U.S. intelligence won’t answer if it spies on American journalists

The Office of Director of National Intelligence is refusing to say whether U.S. spy agencies monitor American journalists' overseas phone calls or records that were collected by the National Security Agency, saying revealing the answer could jeopardize its tactics.

The ODNI's answer came late last week in response to a Just the News request under the Freedom of Information Act for any records since 2015 that "Show the frequency by which professional journalists' phone records were searched via the NSA database and any journalists' overseas conversations were unmasked." "ODNI can neither confirm nor deny the existence or non-existence of the requested records," the agency wrote in a letter to Just the News.

The Project for Privacy and Surveillance Accountability, a nonprofit where former House Judiciary Committee Chairman Bob Goodlatte works as a senior adviser, was rejected recently for records it sought on whether U.S. intelligence has been surveilling past and current U.S. senators and House members.

Specifically, the group asked ODNI whether the spy agencies it supervises unmasked the identities of current and past lawmakers known to have been caught up in foreign surveillance, and whether the names of these members were searched through what is known as the "Upstream" phone database.

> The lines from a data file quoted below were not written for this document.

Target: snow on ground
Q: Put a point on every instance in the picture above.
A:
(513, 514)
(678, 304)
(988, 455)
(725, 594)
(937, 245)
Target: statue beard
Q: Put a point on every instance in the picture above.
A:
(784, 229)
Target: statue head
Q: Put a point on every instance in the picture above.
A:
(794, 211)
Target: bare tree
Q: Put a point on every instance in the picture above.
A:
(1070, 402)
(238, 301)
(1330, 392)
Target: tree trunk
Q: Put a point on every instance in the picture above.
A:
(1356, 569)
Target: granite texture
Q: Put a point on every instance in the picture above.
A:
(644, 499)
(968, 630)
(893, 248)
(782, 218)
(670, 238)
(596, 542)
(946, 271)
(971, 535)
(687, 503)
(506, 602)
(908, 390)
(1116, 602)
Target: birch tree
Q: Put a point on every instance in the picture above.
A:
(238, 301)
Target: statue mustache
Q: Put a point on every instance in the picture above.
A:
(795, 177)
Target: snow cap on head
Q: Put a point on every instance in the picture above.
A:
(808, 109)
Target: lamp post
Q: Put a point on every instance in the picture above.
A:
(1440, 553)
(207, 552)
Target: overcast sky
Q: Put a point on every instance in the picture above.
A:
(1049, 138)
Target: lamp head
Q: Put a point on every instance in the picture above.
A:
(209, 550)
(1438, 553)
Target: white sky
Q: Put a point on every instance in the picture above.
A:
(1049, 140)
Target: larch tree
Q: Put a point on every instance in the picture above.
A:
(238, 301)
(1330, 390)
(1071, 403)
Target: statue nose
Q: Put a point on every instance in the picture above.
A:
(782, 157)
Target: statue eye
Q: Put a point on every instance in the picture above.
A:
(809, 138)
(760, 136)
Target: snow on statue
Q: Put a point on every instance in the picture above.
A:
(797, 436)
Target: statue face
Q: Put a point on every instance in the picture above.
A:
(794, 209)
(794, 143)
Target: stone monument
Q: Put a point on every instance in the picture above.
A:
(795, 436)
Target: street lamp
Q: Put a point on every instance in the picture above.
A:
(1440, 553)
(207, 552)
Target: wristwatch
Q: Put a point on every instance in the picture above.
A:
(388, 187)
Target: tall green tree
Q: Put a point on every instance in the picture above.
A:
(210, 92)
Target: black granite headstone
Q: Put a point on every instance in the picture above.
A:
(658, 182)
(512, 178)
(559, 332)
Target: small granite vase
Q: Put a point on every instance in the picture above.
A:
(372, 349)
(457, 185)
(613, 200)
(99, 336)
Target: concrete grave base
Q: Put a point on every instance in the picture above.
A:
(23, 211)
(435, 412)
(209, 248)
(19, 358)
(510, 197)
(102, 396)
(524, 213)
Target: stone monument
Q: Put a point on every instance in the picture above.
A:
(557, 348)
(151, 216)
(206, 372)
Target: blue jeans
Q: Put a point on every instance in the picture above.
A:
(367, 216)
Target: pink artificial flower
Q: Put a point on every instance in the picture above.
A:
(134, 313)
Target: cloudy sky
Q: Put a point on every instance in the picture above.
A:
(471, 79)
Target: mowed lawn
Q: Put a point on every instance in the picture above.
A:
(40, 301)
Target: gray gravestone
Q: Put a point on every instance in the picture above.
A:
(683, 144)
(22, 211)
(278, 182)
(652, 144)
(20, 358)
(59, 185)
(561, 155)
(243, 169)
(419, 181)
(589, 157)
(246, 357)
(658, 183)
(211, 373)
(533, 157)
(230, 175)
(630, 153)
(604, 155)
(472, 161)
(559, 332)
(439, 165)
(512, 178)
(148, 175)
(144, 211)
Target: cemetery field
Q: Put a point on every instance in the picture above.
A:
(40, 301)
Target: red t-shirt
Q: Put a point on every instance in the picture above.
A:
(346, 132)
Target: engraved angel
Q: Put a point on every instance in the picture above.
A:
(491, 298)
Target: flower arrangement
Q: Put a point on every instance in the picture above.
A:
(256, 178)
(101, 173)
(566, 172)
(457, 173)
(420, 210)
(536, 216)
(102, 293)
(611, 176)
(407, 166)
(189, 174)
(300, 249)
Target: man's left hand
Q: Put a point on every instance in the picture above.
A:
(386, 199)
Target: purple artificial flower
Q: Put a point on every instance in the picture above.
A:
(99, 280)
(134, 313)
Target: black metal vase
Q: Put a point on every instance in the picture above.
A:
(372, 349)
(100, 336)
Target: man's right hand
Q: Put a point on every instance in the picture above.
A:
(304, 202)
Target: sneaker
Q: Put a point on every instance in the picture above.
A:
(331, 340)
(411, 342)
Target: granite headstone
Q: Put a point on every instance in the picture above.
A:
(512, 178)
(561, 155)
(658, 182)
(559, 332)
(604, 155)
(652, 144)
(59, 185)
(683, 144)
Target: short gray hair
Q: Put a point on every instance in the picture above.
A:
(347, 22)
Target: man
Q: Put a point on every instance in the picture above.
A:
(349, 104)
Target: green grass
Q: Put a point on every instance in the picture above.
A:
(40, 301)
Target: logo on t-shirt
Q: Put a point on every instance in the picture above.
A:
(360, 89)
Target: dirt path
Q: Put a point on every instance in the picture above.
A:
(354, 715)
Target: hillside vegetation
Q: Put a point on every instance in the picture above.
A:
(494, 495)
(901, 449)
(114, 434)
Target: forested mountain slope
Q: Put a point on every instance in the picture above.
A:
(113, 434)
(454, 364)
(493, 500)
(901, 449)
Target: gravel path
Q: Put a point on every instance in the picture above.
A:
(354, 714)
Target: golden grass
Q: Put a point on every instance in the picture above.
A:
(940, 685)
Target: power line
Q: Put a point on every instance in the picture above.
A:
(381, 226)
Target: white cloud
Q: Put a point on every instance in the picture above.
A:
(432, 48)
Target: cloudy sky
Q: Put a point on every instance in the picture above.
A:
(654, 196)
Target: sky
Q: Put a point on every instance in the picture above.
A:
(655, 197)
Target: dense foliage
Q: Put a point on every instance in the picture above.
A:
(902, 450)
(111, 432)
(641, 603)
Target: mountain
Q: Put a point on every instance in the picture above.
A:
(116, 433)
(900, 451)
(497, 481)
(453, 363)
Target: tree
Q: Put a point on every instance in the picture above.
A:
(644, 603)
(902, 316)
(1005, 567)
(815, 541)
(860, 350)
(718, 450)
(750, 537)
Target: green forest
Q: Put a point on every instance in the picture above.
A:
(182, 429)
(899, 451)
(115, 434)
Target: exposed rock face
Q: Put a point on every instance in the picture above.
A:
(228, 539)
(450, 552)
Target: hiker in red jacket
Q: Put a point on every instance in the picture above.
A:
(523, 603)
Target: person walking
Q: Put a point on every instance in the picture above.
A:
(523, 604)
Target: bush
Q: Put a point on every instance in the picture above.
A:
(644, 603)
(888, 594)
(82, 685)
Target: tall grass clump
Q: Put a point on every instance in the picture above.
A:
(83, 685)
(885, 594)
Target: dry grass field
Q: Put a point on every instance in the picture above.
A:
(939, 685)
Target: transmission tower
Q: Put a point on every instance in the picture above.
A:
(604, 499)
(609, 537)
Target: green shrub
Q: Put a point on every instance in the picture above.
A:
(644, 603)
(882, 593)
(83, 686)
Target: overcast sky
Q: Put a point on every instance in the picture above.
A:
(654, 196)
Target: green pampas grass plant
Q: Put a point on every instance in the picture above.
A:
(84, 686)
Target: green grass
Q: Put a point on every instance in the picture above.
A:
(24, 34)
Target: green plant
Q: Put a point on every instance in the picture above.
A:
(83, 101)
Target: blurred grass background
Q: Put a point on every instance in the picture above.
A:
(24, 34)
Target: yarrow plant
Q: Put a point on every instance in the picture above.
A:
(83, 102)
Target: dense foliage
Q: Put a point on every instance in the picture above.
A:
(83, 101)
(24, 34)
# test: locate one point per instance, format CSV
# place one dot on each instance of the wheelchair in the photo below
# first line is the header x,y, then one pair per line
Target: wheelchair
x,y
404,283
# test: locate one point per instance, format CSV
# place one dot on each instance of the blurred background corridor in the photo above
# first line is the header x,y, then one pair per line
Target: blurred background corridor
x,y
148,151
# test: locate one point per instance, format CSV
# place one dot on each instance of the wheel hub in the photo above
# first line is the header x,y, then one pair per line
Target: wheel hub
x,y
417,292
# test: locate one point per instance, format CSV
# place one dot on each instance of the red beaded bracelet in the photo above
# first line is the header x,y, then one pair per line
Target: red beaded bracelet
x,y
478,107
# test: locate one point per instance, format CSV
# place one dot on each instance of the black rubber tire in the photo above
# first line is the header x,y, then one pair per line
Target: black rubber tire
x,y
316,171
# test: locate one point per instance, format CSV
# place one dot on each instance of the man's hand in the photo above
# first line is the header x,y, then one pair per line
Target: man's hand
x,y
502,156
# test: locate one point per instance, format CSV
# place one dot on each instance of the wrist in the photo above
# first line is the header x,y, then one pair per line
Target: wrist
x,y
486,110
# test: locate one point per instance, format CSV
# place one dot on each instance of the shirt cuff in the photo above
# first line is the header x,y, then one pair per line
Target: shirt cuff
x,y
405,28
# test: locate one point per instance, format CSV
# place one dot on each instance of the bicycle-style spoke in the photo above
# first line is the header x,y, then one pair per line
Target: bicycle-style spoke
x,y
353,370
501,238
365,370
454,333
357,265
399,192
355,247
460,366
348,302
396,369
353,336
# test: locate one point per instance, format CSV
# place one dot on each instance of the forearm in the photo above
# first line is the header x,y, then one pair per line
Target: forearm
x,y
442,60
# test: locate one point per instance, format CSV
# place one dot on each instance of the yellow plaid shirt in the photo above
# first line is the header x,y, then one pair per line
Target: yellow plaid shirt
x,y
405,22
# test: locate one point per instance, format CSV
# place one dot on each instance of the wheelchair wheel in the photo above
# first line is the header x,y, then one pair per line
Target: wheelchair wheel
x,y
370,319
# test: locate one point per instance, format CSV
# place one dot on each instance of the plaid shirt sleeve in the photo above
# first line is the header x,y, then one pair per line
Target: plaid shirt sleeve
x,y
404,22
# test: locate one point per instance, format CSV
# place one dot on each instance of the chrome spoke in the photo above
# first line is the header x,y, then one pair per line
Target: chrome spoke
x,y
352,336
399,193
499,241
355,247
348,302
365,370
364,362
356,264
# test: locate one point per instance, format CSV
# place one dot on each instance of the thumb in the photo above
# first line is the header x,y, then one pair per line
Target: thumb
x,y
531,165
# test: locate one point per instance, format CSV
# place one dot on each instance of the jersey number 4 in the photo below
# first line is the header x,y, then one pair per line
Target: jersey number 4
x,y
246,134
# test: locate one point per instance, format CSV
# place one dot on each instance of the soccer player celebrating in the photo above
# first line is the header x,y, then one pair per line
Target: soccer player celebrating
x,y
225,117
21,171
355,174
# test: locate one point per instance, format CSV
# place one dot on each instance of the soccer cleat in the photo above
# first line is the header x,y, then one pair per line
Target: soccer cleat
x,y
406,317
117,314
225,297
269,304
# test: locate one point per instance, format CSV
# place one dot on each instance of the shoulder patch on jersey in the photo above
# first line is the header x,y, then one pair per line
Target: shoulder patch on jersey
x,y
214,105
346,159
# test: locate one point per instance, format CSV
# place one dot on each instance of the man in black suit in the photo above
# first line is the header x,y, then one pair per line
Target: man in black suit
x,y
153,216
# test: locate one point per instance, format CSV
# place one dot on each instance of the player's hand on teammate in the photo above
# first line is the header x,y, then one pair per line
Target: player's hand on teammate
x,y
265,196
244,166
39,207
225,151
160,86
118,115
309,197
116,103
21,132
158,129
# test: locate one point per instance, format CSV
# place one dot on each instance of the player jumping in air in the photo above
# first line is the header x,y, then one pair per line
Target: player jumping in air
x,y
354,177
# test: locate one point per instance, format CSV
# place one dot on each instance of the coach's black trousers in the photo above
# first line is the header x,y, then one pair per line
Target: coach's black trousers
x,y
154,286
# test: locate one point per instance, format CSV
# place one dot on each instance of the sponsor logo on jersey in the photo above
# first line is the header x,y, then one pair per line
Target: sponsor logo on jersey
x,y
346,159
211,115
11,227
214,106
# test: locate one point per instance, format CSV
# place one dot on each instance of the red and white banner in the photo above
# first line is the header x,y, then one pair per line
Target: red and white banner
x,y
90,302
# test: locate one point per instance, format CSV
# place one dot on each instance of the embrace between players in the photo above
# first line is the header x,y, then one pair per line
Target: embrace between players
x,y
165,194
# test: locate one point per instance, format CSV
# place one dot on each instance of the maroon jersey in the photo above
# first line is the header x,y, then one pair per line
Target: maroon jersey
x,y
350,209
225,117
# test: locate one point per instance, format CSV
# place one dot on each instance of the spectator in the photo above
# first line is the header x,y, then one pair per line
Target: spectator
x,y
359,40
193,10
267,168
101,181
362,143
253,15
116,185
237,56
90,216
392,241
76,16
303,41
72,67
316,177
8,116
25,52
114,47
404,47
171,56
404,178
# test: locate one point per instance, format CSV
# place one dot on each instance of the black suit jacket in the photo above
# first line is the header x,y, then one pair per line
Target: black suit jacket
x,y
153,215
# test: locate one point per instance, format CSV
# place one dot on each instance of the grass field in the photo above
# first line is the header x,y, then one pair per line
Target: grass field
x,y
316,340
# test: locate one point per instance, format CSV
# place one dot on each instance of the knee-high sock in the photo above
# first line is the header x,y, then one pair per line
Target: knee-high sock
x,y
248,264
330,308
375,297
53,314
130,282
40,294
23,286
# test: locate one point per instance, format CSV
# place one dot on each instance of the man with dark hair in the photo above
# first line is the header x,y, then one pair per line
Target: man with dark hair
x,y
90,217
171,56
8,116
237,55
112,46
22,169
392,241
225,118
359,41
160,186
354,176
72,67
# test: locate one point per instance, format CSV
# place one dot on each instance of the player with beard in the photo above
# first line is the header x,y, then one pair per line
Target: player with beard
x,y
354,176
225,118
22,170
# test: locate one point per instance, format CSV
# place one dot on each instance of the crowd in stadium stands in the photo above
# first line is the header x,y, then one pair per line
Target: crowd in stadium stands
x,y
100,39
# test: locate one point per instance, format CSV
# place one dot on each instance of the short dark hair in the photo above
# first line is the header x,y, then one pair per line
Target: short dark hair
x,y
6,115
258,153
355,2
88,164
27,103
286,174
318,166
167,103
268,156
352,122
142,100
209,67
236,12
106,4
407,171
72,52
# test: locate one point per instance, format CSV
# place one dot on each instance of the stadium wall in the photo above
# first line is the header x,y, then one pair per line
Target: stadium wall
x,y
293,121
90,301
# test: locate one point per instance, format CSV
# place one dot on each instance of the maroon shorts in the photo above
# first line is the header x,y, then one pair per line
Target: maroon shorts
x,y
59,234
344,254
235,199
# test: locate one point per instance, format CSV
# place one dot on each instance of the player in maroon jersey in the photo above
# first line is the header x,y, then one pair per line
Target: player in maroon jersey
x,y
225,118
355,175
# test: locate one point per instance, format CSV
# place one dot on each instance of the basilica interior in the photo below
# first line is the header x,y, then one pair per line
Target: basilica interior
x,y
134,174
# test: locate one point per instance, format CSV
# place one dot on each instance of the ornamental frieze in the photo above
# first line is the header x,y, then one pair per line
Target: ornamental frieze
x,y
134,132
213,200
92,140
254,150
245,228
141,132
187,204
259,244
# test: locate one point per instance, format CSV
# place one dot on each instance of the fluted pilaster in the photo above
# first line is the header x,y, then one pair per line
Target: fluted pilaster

ODNI summarily denied the FOIA with what is known as a "Glomar response," saying confirming or denying such surveillance "Could reveal sources and methods information." There is at least one documented instance of executive branch spying on Congress in the last decade.

The CIA inspector general concluded in 2014 that CIA officers wrongly spied on Senate Intelligence Committee investigators preparing a report on the agency's terrorist interrogation program.

On Friday, Rep. Anna Eshoo asked U.S spy agencies if they have spied on lawmakers in the last decade, based on allegations in a recent book by journalist Barton Gellman.